When Is It The Right Time For Mortgage Refinancing?

Lots of homeowners have heard about mortgage refinancing, and how it can save them thousands of dollars on their mortgage every year. But if you’re not careful, or if you do it at the wrong time, mortgage refinancing might not be the cost-saving option you thought it would be; and it could even end up costing you money.

Interest rates in Canada are a constantly fluctuating thing, even when they’ve been steady for some time. If the interest rate has risen significantly since you first locked in your mortgage, you’ll actually end up paying more by refinancing your mortgage. And even if it’s only raised by a small one or two percent, the closing costs of mortgage refinancing might strip away any savings you were going to make through the refinance. No one except a mortgage professional can advise you whether or not interest rates have dropped enough for you to save through mortgage refinancing; but you can get an idea yourself by finding out what the difference in the interest rate is, and calculating what the closing costs would be if you were to refinance.

One of the times that it’s most beneficial for homeowners to refinance their mortgage is if they are paying mortgage insurance on their homes. Mortgage insurance is a necessary requirement when the homeowner holds less than 80% equity in their homes, often because they didn’t have enough for the required down payment when they first got their mortgage. This insurance can cost the homeowner thousands of dollars a year; but once the equity climbs above 80%, the homeowner can have it dropped from their mortgage through mortgage refinancing.

One of the most popular times to refinance is when you’re trying to fix bad credit.
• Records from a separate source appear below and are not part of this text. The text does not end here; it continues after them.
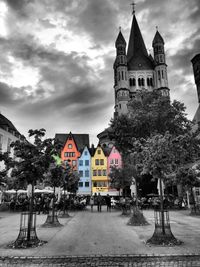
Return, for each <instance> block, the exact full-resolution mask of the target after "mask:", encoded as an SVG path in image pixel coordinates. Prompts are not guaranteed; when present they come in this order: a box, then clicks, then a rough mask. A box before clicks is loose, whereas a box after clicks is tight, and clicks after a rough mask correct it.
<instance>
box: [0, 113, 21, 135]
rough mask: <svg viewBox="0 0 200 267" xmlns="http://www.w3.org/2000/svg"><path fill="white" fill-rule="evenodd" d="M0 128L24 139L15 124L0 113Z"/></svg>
mask: <svg viewBox="0 0 200 267" xmlns="http://www.w3.org/2000/svg"><path fill="white" fill-rule="evenodd" d="M0 128H2V129H4V130H6V131H8V132H13V135H15V136H16V137H20V138H21V139H25V137H24V136H23V135H21V134H20V132H19V131H18V130H17V129H16V128H15V126H14V125H13V124H12V122H11V121H10V120H8V119H7V118H6V117H5V116H3V115H2V114H1V113H0Z"/></svg>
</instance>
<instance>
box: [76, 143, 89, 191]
mask: <svg viewBox="0 0 200 267" xmlns="http://www.w3.org/2000/svg"><path fill="white" fill-rule="evenodd" d="M78 172H79V176H80V180H79V186H78V194H80V195H91V155H90V152H89V150H88V147H87V146H86V147H85V148H84V150H83V152H82V154H81V156H80V157H79V159H78Z"/></svg>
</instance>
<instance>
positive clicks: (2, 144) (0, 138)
mask: <svg viewBox="0 0 200 267" xmlns="http://www.w3.org/2000/svg"><path fill="white" fill-rule="evenodd" d="M2 146H3V135H2V134H0V150H2Z"/></svg>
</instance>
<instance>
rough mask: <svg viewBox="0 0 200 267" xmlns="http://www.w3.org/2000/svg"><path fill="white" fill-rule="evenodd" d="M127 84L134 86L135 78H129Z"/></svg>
mask: <svg viewBox="0 0 200 267" xmlns="http://www.w3.org/2000/svg"><path fill="white" fill-rule="evenodd" d="M129 84H130V86H135V78H130V79H129Z"/></svg>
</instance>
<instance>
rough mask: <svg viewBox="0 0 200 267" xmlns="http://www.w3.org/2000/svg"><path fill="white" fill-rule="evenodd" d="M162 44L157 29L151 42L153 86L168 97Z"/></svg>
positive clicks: (167, 81) (167, 89)
mask: <svg viewBox="0 0 200 267" xmlns="http://www.w3.org/2000/svg"><path fill="white" fill-rule="evenodd" d="M156 28H157V27H156ZM164 44H165V43H164V40H163V38H162V36H161V35H160V33H159V31H158V29H157V31H156V34H155V36H154V39H153V42H152V46H153V51H154V60H155V64H156V67H155V85H156V88H157V89H158V90H159V91H160V92H161V93H162V95H164V96H169V88H168V78H167V64H166V61H165V48H164Z"/></svg>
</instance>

Instead of using high-interest borrowing methods such as a personal loan or credit cards, borrowing against your equity with mortgage refinancing can be a great way to afford payments, while still rebuilding your credit.

Other than these, there are a number of factors that will have to be taken into consideration with mortgage refinancing. Some of those include whether or not any points have been paid on the new mortgage in order to lower the interest rate; if you need to withdraw cash at the time of equity; and what type of interest rate you get, whether it’s fixed or variable.

It’s true that there are times when mortgage refinancing simply doesn’t make sense and could end up costing the homeowner instead of saving them. But, it’s also true that mortgage refinancing could also take thousands of dollars off mortgage payments every single year. Too often homeowners lock in their mortgage and don’t think about it again until it’s necessary – when it’s time to renew. But looking in on your current mortgage agreement now and then, especially when there’s activity with the interest rate, is a good idea to see if and when mortgage refinancing makes the most sense for you.